A presença recorrente de figuras religiosas na sua obra, monges, rabinos, místicos, não é anedótica. Testemunha uma busca espiritual que atravessa todo o seu trabalho, uma procura de transcendência num mundo desencantado. Esta dimensão espiritual não deixa de lembrar as reflexões de Giorgio Agamben sobre a profanação como ato de resistência na sociedade contemporânea.
A arte de Althoff recorda-nos que a memória não é um simples depósito de imagens e experiências, mas um processo ativo de reconstrução e reinterpretacão. As suas obras convidam-nos a repensar a nossa relação com o tempo, a comunidade e a própria arte. Num mundo obcecado pela novidade e pela ruptura, lembra-nos que o passado nunca está realmente passado, continuando a assombrar o nosso presente como um fantasma benevolente.
Perante as suas obras, somos como essas figuras que ele pinta, suspensas entre diferentes temporalidades, procurando o nosso lugar numa história que recusa fixar-se. A sua arte recorda-nos que a verdadeira contemporaneidade talvez não resida na corrida desenfreada para o futuro, mas na nossa capacidade de manter um diálogo fértil com o passado, reconhecendo os ecos e ressonâncias que atravessam o tempo.
E se pensa que sou demasiado indulgente com este artista que parece divertir-se a contrariar as convenções, saiba que é precisamente disso que o nosso mundo da arte precisa: criadores que ousam questionar as nossas certezas, que nos obrigam a olhar para além das aparências, que transformam a nossa relação com a arte numa experiência viva e destabilizadora.

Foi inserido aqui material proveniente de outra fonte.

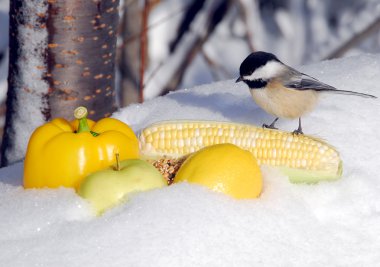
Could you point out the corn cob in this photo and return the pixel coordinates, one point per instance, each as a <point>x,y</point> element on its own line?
<point>302,158</point>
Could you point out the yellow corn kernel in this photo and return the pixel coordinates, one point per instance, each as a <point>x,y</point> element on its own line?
<point>276,148</point>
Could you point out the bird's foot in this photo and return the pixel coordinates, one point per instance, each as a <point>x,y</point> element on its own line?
<point>271,126</point>
<point>297,132</point>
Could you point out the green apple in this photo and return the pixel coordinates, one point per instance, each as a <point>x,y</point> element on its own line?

A arte de Althoff é um antídoto necessário à crescente padronização do mundo da arte contemporânea. Num contexto em que as obras são cada vez mais concebidas para as redes sociais e feiras de arte, a sua abordagem intransigente e pessoal é um lembrete salutar de que a arte ainda pode ser uma experiência profundamente transformadora. O seu trabalho mantém viva a possibilidade de uma experiência autêntica, mesmo que esta tenha de passar pelo desvio do sonho e da nostalgia.